Let's talk about transformations first. Transformations are exactly what they sound like. It's a way of taking an RDD and transforming every row in that RDD to a new value, based on a function you provide. Let's look at some of those functions:
- map() and flatmap(): map and flatmap are the functions you'll see the most often. Both of these will take any function that you can dream up, that will take, as input, a row of an RDD, and it will output a transformed row. For example, you might take raw input from a CSV file, and your map operation might take that input and break it up into individual fields based on the comma delimiter, and return back a Python list that has that data in a more structured format that you can perform further processing on. You can chain map operations together, so the output of one map might end up creating a new RDD that you then do another transformation on, and so on, and so forth. Again, the key is, Spark can distribute those transformations across the cluster, so it might take part of your RDD and transform it on one machine, and another part of your RDD and transform it on another.
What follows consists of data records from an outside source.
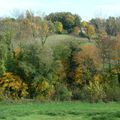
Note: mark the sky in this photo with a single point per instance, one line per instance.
(87, 9)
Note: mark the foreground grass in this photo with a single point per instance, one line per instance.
(60, 111)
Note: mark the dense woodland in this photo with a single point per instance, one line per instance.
(86, 69)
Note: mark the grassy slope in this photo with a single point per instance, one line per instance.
(60, 111)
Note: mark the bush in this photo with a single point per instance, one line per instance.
(112, 92)
(12, 87)
(62, 93)
(44, 91)
(94, 92)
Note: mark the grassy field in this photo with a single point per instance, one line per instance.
(59, 111)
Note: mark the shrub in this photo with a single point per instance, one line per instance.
(112, 92)
(62, 93)
(12, 87)
(94, 92)
(44, 90)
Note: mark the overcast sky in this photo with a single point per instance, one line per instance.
(87, 9)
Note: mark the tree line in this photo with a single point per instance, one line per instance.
(67, 71)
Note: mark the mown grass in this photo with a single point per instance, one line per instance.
(59, 111)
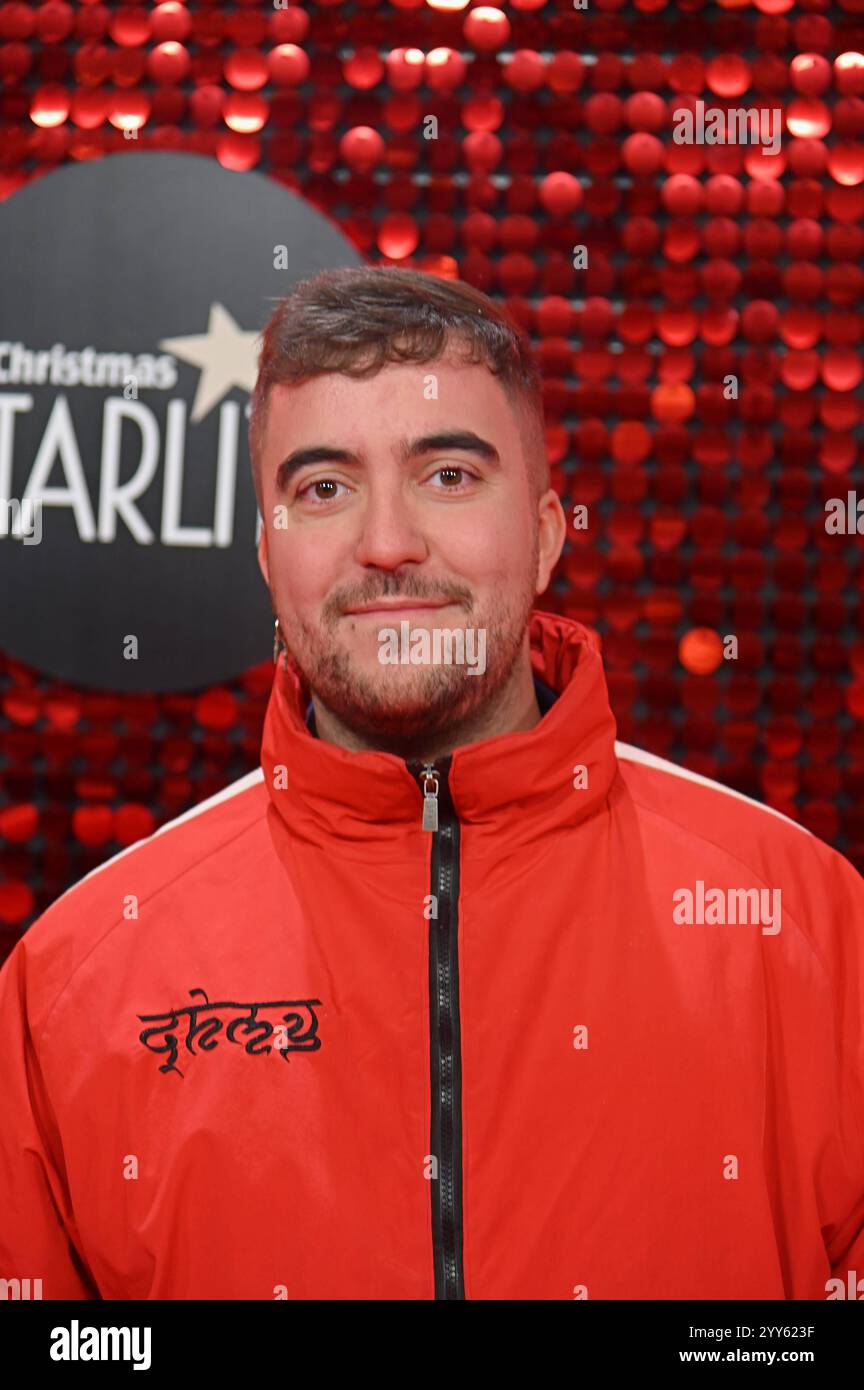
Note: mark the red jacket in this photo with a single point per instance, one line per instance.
(296, 1045)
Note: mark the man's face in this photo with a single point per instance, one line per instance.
(361, 524)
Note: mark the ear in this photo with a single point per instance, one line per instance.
(263, 560)
(552, 527)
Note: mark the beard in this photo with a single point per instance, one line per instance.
(402, 708)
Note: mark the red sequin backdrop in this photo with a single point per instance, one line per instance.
(706, 262)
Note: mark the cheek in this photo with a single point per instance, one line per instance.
(300, 571)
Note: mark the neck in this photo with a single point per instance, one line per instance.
(513, 710)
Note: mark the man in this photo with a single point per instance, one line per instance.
(456, 997)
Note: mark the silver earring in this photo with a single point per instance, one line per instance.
(279, 642)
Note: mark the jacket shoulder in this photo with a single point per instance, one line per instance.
(706, 806)
(82, 916)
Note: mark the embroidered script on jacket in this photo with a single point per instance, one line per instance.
(296, 1030)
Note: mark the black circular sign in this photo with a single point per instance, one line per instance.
(134, 292)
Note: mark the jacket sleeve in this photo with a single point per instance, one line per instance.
(843, 1230)
(36, 1221)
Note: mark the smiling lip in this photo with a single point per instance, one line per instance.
(396, 609)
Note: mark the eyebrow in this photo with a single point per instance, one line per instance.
(463, 439)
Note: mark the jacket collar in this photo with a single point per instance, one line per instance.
(509, 790)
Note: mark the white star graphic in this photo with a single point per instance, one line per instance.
(225, 355)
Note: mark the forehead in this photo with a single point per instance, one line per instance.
(400, 398)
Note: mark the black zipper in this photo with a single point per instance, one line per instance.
(445, 1037)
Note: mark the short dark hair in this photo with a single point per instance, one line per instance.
(356, 319)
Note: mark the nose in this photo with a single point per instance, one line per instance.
(389, 530)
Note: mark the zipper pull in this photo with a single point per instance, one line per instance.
(429, 797)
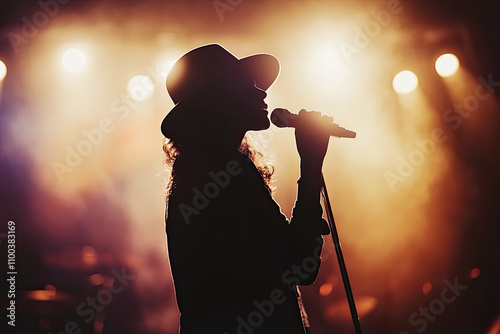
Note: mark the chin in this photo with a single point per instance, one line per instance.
(261, 125)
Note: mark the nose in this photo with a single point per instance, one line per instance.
(262, 94)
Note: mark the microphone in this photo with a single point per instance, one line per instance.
(282, 118)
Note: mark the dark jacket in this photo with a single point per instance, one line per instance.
(235, 258)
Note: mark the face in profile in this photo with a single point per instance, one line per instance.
(243, 104)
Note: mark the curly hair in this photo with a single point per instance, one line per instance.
(172, 150)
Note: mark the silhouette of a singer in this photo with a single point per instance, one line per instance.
(235, 258)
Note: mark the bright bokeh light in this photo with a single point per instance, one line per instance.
(325, 289)
(3, 70)
(426, 288)
(405, 82)
(447, 64)
(140, 88)
(74, 60)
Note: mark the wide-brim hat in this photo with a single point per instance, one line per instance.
(200, 69)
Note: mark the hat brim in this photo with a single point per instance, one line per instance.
(264, 69)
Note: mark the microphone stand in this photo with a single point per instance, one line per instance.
(340, 257)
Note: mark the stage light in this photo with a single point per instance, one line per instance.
(3, 70)
(166, 67)
(405, 82)
(474, 273)
(74, 60)
(426, 288)
(447, 64)
(325, 289)
(140, 88)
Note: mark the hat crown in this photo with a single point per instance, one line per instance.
(198, 69)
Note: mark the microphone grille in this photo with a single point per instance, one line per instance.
(281, 117)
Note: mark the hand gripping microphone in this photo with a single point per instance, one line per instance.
(282, 118)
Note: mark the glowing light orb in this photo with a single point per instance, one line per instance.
(3, 70)
(405, 82)
(74, 60)
(325, 289)
(140, 88)
(447, 64)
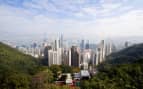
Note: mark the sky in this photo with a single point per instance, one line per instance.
(90, 19)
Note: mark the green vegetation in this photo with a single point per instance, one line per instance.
(128, 55)
(125, 76)
(122, 70)
(20, 71)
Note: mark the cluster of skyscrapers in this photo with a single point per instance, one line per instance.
(80, 55)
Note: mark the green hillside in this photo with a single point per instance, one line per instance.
(122, 70)
(128, 55)
(16, 60)
(16, 68)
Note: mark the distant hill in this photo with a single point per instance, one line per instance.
(16, 60)
(127, 55)
(16, 68)
(121, 70)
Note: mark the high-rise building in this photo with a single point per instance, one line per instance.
(75, 56)
(87, 44)
(46, 55)
(82, 45)
(100, 54)
(66, 57)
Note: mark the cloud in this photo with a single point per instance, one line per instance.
(79, 19)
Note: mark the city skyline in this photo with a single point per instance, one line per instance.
(90, 19)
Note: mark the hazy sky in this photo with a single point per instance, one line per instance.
(93, 19)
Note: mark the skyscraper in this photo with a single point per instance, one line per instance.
(75, 56)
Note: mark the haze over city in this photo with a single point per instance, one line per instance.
(83, 19)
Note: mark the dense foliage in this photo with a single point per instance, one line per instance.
(20, 71)
(125, 76)
(127, 55)
(121, 70)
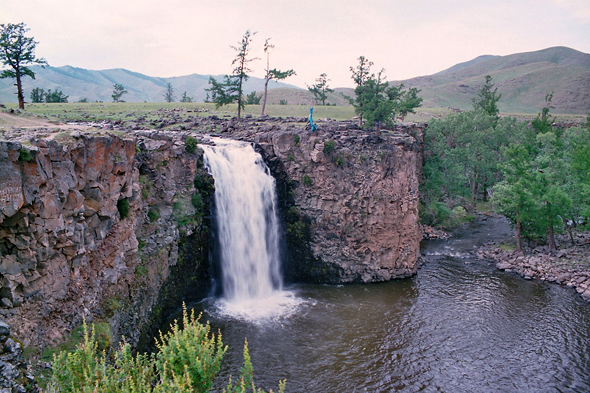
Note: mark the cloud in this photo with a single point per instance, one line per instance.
(577, 9)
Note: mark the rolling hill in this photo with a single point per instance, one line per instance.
(523, 79)
(80, 83)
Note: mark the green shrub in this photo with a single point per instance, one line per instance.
(191, 144)
(123, 208)
(197, 201)
(153, 214)
(306, 180)
(188, 360)
(435, 213)
(140, 270)
(329, 146)
(25, 155)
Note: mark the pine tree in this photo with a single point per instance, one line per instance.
(271, 73)
(17, 52)
(231, 89)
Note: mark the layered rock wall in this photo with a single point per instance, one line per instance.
(92, 227)
(351, 199)
(115, 228)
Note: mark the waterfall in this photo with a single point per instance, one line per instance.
(247, 228)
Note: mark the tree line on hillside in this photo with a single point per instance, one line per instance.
(537, 174)
(374, 97)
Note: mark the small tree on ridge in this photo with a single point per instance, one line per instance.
(16, 52)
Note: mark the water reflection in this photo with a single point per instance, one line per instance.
(458, 326)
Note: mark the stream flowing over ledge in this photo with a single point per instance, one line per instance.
(116, 227)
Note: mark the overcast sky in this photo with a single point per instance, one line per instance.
(407, 38)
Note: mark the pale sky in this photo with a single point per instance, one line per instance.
(408, 38)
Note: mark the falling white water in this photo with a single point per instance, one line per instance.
(247, 230)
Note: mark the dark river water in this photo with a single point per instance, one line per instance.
(459, 325)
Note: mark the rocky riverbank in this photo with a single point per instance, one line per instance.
(111, 224)
(569, 266)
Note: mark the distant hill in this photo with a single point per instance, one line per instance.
(80, 83)
(523, 79)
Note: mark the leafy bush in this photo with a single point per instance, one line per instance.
(188, 361)
(153, 214)
(306, 180)
(191, 144)
(197, 201)
(329, 146)
(435, 213)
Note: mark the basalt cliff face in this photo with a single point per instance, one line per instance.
(350, 199)
(89, 228)
(116, 227)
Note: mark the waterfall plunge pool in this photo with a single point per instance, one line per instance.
(459, 325)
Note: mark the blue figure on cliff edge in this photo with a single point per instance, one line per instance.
(313, 126)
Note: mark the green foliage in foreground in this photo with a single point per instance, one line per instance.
(536, 174)
(188, 360)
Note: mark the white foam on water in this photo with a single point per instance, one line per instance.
(247, 228)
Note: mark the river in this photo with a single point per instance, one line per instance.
(459, 325)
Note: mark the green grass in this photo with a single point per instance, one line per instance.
(103, 336)
(153, 111)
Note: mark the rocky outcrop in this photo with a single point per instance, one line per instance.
(350, 200)
(568, 266)
(114, 226)
(91, 227)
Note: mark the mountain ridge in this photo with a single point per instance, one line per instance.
(523, 79)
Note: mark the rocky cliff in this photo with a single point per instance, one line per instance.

Like I said, map and flatmap are the most common transformations you'll see. The only difference is that map will only allow you to output one value for every row, whereas flatmap will let you actually output multiple new rows for a given row. So you can actually create a larger RDD or a smaller RDD than you started with using flatmap.
- filter(): filter can be used if what you want to do is just create a Boolean function that says "should this row be preserved or not? Yes or no."
- distinct(): distinct is a less commonly used transformation that will only return back distinct values within your RDD.
- sample(): This function lets you take a random sample from your RDD
- union(), intersection(), subtract() and Cartesian(): You can perform intersection operations like union, intersection, subtract, or even produce every cartesian combination that exists within an RDD.